Overall i loved it but I sold it as the UK disty was just getting greedy and taking the **** with the price increases and using exchange rates as an excuse So I sold it all in disgust and not wanting to support the greed monster.

Have I looked back and wished I still had it?? Not really I have some fantastic waxes from Bouncers but I mainly switched to Zaino and now thats all the 205 wears.


----------



## OvEr_KiLL (Mar 2, 2015)

which swissvax are you thinking of? im sure if you said which one people could then say if its worth it or something else which is better for the same money


----------



## vtaylor78 (Feb 21, 2012)

OvEr_KiLL said:


> which swissvax are you thinking of? im sure if you said which one people could then say if its worth it or something else which is better for the same money


No idea ATM, I'd probably start with an entry level wax and see how I got on with it.
You can get samples, so might try one of those ?


----------



## Crafty (Aug 4, 2007)

Never used any Swissvax stuff, my perception is they are a quality product but I'd suggest there are others out there that may offer better value for money.


----------



## Teufel (Feb 21, 2016)

Tyre dressing is top on one level with Zaino for me .
Waxes are some of the easiest to use out there .
Seal feed I find nothing out there it comes close to it !
Overall great products with a heavy price tag , yes you get equal or even better stuff from other manufacturers for less money , but guess it's like buying a Rolex other watches are more accurate but the image sells the product .


----------



## Kyle 86 (Jun 15, 2013)

No its not.

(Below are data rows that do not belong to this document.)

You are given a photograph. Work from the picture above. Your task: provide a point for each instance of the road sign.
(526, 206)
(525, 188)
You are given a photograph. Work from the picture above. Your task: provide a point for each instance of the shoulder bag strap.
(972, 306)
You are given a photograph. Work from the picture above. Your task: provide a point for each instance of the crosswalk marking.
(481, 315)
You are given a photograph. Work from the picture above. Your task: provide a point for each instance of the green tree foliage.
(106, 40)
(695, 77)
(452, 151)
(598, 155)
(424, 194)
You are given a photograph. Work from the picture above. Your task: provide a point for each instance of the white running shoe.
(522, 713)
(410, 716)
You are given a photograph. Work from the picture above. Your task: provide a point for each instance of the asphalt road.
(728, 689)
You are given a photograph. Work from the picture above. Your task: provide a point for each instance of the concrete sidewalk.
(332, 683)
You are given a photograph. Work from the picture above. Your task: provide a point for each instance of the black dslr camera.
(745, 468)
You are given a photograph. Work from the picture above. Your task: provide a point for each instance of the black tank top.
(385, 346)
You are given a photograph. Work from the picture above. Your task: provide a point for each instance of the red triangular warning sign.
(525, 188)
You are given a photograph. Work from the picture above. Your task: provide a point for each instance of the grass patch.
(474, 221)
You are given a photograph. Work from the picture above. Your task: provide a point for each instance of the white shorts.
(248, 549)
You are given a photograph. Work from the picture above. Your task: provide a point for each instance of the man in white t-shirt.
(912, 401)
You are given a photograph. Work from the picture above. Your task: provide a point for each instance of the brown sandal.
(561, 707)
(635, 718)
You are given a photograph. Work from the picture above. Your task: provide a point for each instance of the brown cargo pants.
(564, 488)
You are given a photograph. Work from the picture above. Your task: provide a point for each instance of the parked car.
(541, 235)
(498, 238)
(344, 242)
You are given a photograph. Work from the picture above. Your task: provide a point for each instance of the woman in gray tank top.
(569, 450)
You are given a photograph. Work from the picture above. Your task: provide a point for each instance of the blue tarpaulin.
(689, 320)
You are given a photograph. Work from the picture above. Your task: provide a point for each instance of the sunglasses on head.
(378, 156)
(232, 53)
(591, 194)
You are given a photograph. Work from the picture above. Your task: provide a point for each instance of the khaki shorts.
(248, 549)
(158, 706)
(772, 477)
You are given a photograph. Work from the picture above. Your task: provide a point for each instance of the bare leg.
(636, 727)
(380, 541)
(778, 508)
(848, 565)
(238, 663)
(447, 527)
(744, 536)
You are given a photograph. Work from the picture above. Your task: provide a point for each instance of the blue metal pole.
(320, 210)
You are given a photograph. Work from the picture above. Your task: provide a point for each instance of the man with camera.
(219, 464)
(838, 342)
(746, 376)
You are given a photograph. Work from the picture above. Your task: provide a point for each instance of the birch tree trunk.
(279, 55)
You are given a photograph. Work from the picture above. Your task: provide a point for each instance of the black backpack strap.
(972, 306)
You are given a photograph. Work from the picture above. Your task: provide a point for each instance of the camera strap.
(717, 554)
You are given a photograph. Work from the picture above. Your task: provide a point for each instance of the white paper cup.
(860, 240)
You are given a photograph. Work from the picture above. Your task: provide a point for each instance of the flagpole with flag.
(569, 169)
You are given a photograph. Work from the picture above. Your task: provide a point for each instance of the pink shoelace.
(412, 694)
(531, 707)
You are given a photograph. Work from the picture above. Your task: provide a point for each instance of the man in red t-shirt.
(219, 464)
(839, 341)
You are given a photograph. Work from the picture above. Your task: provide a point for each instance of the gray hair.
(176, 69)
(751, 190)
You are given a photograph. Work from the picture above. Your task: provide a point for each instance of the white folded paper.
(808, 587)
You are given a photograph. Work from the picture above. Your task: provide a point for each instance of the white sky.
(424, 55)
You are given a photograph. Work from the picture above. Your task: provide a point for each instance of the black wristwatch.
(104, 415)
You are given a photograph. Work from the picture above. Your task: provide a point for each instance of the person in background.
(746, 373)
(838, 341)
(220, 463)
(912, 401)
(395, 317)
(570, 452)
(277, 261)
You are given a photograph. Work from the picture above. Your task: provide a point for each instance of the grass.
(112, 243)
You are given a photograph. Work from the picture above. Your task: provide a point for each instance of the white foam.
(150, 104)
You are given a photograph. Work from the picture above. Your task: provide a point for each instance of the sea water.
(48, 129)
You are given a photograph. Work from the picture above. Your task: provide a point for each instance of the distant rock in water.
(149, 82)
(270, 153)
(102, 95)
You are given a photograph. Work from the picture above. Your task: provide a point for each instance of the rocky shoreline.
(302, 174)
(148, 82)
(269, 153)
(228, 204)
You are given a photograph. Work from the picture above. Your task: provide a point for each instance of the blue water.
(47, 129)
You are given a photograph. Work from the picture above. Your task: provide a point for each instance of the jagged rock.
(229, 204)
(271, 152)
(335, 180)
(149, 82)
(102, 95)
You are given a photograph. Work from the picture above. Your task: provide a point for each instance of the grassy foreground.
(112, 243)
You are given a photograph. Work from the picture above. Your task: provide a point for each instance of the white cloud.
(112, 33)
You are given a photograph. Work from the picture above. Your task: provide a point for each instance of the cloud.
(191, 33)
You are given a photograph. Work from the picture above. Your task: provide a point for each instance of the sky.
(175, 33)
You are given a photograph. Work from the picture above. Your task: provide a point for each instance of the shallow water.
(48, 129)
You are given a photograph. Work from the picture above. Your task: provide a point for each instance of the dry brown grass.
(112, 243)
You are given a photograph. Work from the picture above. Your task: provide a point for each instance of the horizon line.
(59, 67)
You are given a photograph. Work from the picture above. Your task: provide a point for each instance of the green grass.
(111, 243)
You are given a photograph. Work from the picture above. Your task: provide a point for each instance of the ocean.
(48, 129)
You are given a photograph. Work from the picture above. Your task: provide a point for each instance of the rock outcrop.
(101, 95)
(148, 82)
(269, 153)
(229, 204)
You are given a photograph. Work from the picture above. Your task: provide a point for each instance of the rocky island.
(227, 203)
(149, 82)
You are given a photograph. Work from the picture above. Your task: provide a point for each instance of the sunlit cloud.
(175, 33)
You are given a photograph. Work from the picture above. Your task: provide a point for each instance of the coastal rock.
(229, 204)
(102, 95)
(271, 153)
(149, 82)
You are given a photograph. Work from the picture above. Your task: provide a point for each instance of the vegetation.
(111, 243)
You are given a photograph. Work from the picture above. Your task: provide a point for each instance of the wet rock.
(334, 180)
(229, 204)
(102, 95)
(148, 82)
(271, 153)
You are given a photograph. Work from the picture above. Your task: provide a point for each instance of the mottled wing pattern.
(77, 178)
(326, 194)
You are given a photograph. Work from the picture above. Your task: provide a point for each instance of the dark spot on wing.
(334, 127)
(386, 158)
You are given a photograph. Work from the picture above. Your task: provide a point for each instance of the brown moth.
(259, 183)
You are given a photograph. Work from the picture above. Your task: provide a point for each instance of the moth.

Dont get me wrong the finish is better than anything but for cheaper i would go for a zymol wax. More durable and much better beading & sheeting


----------



## Blueberry (Aug 10, 2007)

I much prefer Swissvax to Zymol (I have both). 

Yes there are cheaper waxes out there but waxing is about the experience as well as the performance. SV BOS has been on my car throughout winter. Performing well for a show wax and beading is great. One of my all time favourites waxes. A joy to use.


----------



## Kimo (Jun 7, 2013)

Some of sv is worth it and some is well over priced imo

As their budget wax, I find onyx one of the best they do tbh. A brilliant wax

I'd say that crystal rock is too pricy, it's not a great wax at any price point imo but at the ludicrous price just because it has Paul daltons name on is silly

As Kyle says above, if you want some really good and nice waxes then check out zymol, they're amazing and I defo reach for zymol more often than swissvax these days though it still has a place in my collection


----------



## Chris Dyson (Feb 29, 2012)

Swissvax products are excellent. I suspect that most people who have tried Swissvax products would agree that, in terms of performance and ease of use almost every one of their products represents the best on the market. As a guide have a look at what Polished Bliss have to say about the Swissvax products they stock against their competitors.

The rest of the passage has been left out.